Pues ya ha pasado el primer mes de mi estancia en Dublín... Así que una tercera parte ha terminado. ¿El balance hasta la fecha? Muy positivo.
De nuevo, no hay gran cosa que contar acerca de la semana en el trabajo. Esta semana he estado entre dos proyectos, el de los libros de texto (Folens) que he estado haciendo hasta ahora, y uno nuevo, de abogados en Irlanda. Además de eso, el lunes llegó una nueva becaria a la oficina, Valentina. Es italiana, de Turín, y tiene 18 años.
Por lo demás, poca actividad, ha sido una semana tranquila. De hecho, casi todas las tardes hemos estado en casa, salvo el martes, que fuimos a tomar una cerveza a uno de los pubs de la zona Andrea, Ayla, Christian, Tomoyo y yo. Y además de eso, el miércoles al salir de trabajar decidí acercarme a la zona de O'Connell porque quería mirar un par de cositas en el Penney´s.
Además de eso, me compré los billetes para ir un fin de semana a Inglaterra, a ver a Carolina en Durham, y mi Chinchilla se compró los suyos para venir a verme otro :)
Y el viernes, como hoy lunes es festivo en Irlanda, salimos de trabajar un par de horas antes. Tenía ganas de llegar a casa, ya que Ayla me había contado que había llegado la nueva compañera de piso y, en mi caso además, de habitación. Todo sea dicho, cuando llegué a casa, no estaba, pero llegó un rato más tarde. Se llama Julia y es alemana. Es de cerca de Frankfurt y tiene 19 años.
El plan del viernes fue sencillo, fuimos a un pub en el Temple Bar a tomar una cerveza con unos amigos de Ayla. En el pub estuvimos un rato, pero después fuimos a un bar cerca y al final, lo típico, sales a tomar un par de cervezas y acabas cerrando el bar.

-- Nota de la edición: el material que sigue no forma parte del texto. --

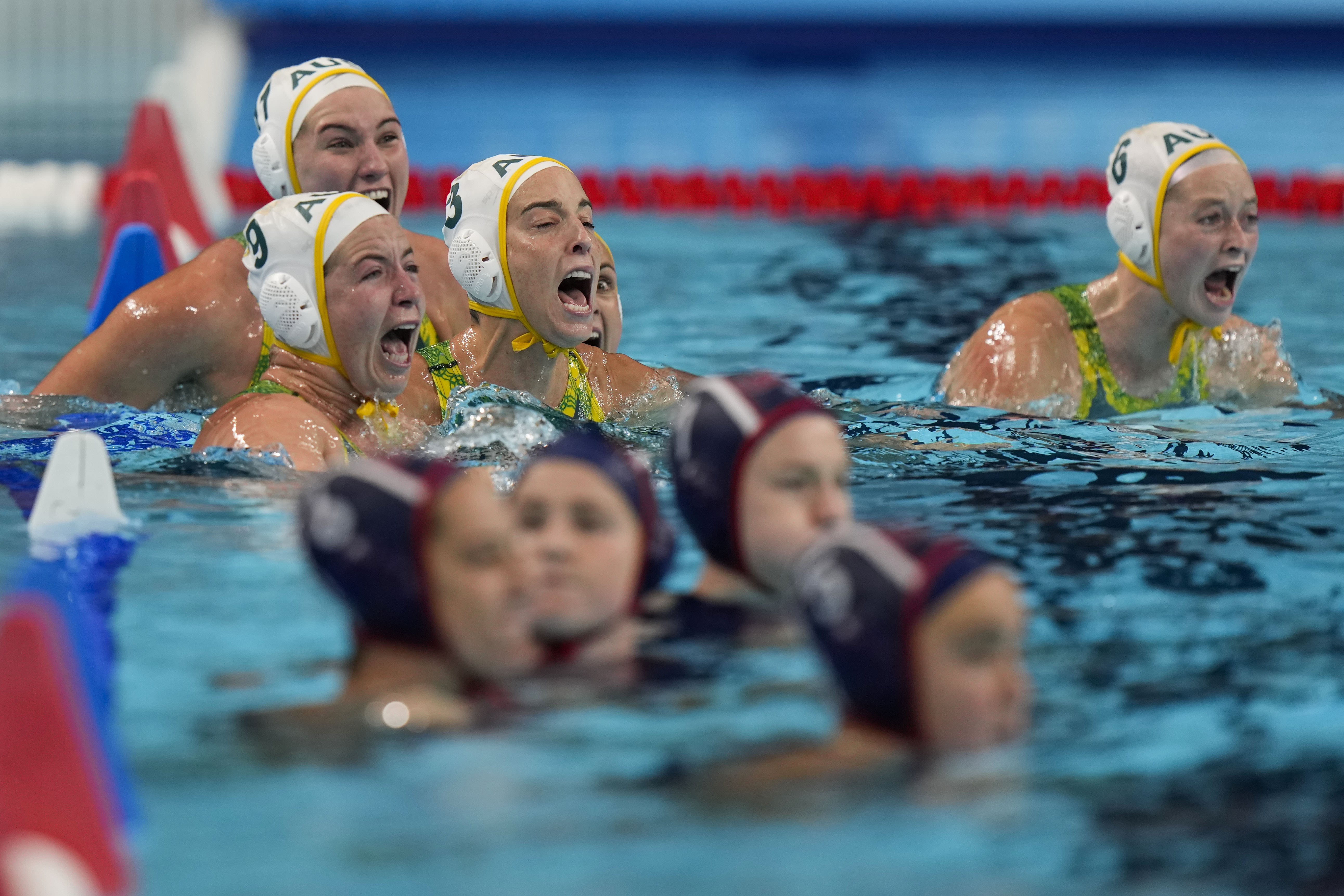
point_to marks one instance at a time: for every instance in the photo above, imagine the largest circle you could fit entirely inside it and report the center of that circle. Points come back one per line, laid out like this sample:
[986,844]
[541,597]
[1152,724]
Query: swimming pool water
[1185,570]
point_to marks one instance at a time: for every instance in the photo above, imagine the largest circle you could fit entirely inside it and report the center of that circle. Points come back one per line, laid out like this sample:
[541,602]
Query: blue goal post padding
[135,261]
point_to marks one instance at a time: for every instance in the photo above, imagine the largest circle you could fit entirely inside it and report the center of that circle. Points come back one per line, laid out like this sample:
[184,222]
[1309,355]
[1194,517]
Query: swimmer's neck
[486,354]
[381,667]
[721,584]
[1135,321]
[319,385]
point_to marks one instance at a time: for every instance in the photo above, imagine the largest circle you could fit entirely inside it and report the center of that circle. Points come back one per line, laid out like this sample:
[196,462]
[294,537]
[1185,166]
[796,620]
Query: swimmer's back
[195,330]
[194,335]
[263,420]
[1022,359]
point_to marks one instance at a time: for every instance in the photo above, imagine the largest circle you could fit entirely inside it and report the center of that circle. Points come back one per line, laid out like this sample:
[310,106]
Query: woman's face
[353,141]
[581,546]
[1209,238]
[550,256]
[795,486]
[972,688]
[607,301]
[374,304]
[476,594]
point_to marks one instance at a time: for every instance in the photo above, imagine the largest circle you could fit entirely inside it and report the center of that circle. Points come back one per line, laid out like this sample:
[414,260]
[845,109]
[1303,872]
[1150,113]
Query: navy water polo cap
[363,528]
[631,476]
[718,428]
[863,590]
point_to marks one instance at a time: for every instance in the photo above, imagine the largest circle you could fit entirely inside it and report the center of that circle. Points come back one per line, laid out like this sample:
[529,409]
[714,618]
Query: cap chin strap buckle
[291,312]
[1128,225]
[272,170]
[476,267]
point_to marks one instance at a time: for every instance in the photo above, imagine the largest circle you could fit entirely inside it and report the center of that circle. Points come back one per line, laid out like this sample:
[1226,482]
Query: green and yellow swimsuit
[578,402]
[1190,388]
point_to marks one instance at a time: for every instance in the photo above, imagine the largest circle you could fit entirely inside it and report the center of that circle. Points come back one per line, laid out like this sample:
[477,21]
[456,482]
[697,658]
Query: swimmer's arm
[629,391]
[445,300]
[1249,367]
[1022,360]
[269,421]
[195,323]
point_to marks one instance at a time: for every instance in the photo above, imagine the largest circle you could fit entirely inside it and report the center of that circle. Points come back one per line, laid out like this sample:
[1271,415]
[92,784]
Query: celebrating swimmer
[420,553]
[195,334]
[521,240]
[592,542]
[337,281]
[1156,332]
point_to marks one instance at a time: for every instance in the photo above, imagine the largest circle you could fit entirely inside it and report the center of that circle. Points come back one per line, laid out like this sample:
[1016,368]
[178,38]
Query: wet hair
[363,528]
[721,424]
[628,473]
[863,592]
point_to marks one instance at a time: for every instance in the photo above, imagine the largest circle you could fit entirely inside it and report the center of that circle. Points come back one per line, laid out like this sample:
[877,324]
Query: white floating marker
[79,495]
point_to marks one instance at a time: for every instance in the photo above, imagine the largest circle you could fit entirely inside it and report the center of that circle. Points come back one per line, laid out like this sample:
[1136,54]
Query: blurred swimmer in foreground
[924,639]
[335,277]
[521,242]
[592,542]
[194,336]
[421,555]
[1156,332]
[760,473]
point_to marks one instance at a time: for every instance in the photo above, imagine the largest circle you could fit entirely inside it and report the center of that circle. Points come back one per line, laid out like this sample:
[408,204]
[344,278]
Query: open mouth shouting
[576,293]
[1221,287]
[382,195]
[398,344]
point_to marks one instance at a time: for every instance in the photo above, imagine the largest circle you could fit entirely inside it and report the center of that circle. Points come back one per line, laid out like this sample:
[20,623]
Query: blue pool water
[1185,571]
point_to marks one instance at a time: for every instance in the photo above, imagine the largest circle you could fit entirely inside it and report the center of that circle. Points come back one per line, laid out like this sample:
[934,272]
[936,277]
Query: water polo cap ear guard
[281,107]
[475,220]
[288,241]
[1139,177]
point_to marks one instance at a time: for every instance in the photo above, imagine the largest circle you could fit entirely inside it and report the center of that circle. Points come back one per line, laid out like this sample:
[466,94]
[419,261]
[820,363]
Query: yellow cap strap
[1179,338]
[526,340]
[293,111]
[531,336]
[320,281]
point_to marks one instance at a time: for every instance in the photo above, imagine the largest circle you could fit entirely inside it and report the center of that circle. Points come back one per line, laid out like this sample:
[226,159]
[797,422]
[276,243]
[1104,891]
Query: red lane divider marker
[845,193]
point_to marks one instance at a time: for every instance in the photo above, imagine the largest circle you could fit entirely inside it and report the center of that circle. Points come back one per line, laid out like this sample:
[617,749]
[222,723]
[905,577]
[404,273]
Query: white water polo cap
[288,242]
[281,108]
[1144,166]
[475,215]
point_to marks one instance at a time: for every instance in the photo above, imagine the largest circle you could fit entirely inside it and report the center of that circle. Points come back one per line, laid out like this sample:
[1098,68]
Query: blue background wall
[742,84]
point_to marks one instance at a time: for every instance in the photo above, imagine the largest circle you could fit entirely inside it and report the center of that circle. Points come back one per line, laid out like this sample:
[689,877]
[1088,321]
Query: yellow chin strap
[531,338]
[368,409]
[1159,283]
[293,111]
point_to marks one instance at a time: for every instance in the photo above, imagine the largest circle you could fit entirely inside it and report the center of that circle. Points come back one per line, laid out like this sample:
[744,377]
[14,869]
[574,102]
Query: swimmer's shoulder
[1022,355]
[260,421]
[627,389]
[445,300]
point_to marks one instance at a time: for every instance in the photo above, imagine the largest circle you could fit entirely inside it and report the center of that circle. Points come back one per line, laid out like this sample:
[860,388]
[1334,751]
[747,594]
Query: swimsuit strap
[444,370]
[429,336]
[578,391]
[578,399]
[260,386]
[1191,383]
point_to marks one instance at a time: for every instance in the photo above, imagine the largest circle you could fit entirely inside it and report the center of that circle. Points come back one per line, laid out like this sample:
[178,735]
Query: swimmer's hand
[631,393]
[1249,366]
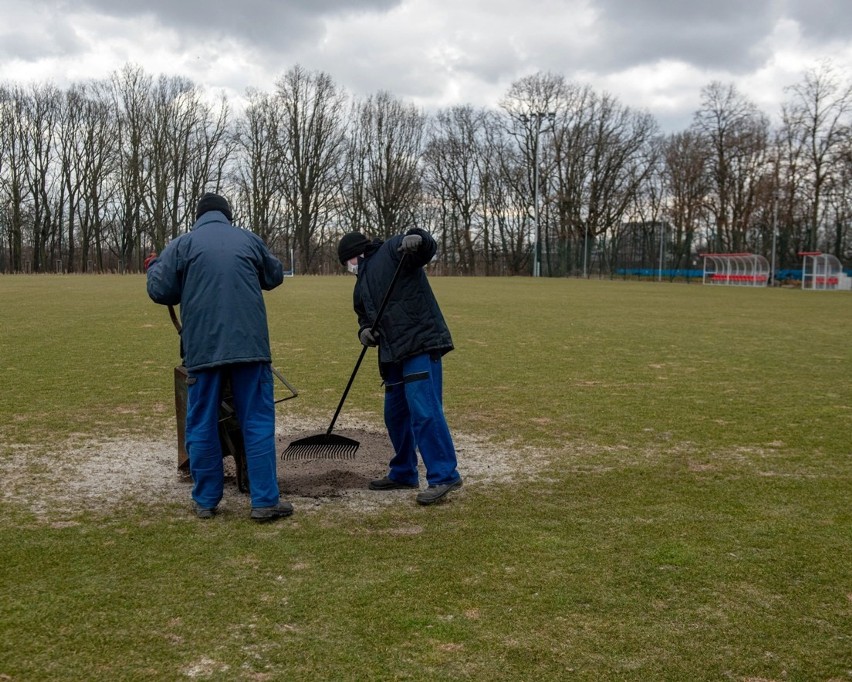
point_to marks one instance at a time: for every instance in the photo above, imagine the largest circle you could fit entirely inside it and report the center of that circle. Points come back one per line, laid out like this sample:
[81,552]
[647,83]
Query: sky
[653,55]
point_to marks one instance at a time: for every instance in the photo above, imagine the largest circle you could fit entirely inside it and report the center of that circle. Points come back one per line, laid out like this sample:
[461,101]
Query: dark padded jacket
[412,323]
[216,273]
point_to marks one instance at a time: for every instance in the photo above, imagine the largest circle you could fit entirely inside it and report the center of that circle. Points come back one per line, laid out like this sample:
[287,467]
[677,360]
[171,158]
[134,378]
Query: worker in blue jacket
[412,337]
[217,273]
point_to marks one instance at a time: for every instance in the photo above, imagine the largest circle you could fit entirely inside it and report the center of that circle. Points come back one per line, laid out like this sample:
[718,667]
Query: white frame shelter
[822,272]
[736,269]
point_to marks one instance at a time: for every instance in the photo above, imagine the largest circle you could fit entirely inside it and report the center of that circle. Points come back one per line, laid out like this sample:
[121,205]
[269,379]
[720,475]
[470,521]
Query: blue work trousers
[251,386]
[414,416]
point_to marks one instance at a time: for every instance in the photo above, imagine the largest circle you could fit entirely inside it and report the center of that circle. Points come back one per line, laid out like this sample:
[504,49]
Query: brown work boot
[435,492]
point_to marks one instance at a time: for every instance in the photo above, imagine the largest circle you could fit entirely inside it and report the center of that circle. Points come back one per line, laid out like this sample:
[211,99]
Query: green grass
[694,521]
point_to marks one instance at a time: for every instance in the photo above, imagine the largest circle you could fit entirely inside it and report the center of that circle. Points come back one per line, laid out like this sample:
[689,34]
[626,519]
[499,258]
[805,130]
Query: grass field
[692,520]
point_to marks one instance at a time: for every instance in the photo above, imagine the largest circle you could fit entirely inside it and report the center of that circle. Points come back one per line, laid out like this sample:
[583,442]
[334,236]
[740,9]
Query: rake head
[322,446]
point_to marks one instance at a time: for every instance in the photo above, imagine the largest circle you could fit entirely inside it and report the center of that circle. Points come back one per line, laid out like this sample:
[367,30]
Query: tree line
[556,179]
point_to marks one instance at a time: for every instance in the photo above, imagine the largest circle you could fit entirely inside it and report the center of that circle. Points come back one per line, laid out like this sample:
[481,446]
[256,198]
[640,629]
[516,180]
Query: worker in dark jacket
[217,272]
[412,337]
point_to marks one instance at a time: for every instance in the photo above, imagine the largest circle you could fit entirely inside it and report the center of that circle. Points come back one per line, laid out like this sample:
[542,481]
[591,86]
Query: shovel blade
[322,446]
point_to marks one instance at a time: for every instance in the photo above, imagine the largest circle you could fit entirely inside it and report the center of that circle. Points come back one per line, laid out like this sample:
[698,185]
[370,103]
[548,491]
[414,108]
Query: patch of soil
[98,476]
[329,477]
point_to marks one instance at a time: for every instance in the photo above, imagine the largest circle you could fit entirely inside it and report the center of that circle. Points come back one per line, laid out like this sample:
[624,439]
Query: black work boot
[263,514]
[435,492]
[389,484]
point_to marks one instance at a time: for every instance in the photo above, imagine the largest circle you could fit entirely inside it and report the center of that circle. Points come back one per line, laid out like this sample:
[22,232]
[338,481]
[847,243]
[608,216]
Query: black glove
[410,243]
[367,337]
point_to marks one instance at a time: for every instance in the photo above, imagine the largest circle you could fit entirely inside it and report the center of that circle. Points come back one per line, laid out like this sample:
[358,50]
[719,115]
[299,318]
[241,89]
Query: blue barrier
[655,272]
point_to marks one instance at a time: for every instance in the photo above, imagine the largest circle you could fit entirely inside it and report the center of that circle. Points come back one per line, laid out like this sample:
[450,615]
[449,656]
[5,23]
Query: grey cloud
[29,42]
[822,20]
[268,24]
[721,34]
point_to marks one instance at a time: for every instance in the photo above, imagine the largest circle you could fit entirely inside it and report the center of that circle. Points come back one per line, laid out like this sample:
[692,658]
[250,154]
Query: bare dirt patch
[87,476]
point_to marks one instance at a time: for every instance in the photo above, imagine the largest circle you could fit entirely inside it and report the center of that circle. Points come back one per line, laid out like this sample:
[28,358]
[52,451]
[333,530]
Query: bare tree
[15,150]
[815,123]
[311,139]
[132,102]
[686,185]
[257,167]
[453,161]
[737,135]
[384,162]
[40,116]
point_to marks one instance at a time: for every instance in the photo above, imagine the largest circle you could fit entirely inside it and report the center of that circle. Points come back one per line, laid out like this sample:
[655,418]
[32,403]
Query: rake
[329,445]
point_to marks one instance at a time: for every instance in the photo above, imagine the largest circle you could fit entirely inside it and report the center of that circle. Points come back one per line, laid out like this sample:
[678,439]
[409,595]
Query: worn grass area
[694,524]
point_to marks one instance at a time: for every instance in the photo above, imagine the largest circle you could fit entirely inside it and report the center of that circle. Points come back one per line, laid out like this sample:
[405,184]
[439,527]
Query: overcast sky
[654,55]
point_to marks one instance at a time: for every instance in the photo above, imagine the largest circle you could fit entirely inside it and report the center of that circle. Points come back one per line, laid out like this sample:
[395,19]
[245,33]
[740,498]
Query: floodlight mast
[537,117]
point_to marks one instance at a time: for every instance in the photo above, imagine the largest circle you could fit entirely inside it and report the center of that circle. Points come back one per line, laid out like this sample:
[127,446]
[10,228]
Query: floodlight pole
[536,116]
[774,238]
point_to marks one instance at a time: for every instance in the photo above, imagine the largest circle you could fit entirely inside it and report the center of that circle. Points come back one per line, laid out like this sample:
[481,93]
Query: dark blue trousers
[414,416]
[251,385]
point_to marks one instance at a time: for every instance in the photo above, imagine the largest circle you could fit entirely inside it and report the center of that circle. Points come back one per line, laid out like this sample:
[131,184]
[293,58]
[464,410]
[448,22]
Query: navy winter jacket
[216,273]
[412,323]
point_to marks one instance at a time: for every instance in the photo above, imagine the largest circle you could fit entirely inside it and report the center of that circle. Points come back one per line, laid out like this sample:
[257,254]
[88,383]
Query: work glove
[368,338]
[411,243]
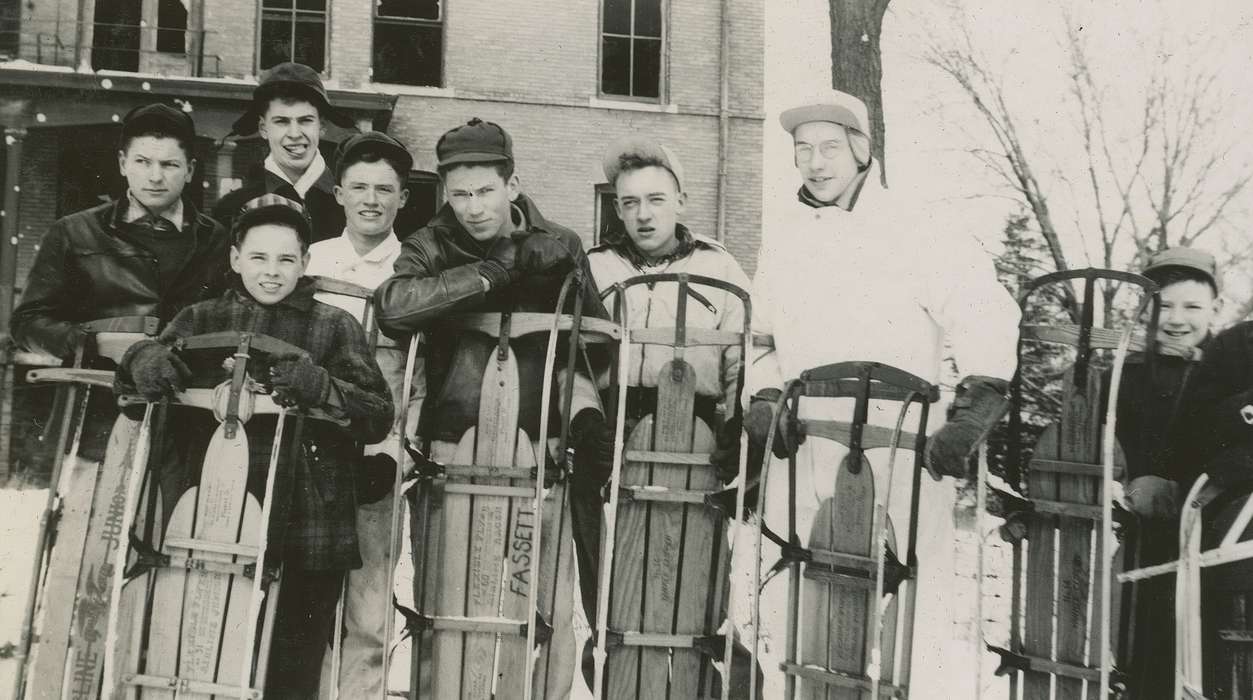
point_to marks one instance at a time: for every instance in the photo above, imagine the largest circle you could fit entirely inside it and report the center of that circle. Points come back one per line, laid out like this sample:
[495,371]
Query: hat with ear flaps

Tampoco es que eso sea gran cosa aquí, ya sabéis que todo cierra a las 3 o 3:30... pero bueno. La verdad es que el bar al que fuimos está muy bien, es grande y tiene varias zonas, pero sobre todo, ponen música bastante variada. Y parece ser que todas las noches hay alguna banda tocando.
El sábado, cuando nos levantamos, fuimos al Mart, un mercadillo pequeñito que instalan a diario en un antiguo parque de bomberos, porque Tomo iba a estar allí vendiendo las joyas que diseña. Estuvimos con ella un rato, y después nos volvimos a casa (justo cuando empezó a llover, menuda puntería). El resto de la tarde no hicimos gran cosa, vaguear un poco en el sofá y poco más... Y después, por la noche, nos fuimos a Cielo, una discoteca cerca de nuestra casa.
Ayer, domingo, decidimos ir al cine con Tomo y Sandra. Pensábamos ir a la primera sesión pero llegamos un poco tarde, así que estuvimos tomando un café y dando una vuelta por el centro comercial hasta que se acercara la hora. Vimos Ahora me ves, por el módico precio de 9,40€ (descuento de estudiante incluido). Vale, la película nos gustó mucho a todas, así que en cierto modo mereció la pena. Y duele menos pagar ese precio por una entrada de cine. Pero madre mía. Después, a la salida del cine, fuimos a tomar una cerveza al Temple Bar y al bar en el que estuvimos el viernes.
Y hoy, Bank Holiday en Irlanda, no creo que hagamos gran cosa (todo está cerrado -salvo los pubs, por supuesto-). Lo único, hemos quedado por la tarde para tomar algo, ya que Fabian se vuelve ya a Alemania.
Poco más que añadir ya... ¡Informaré la próxima semana!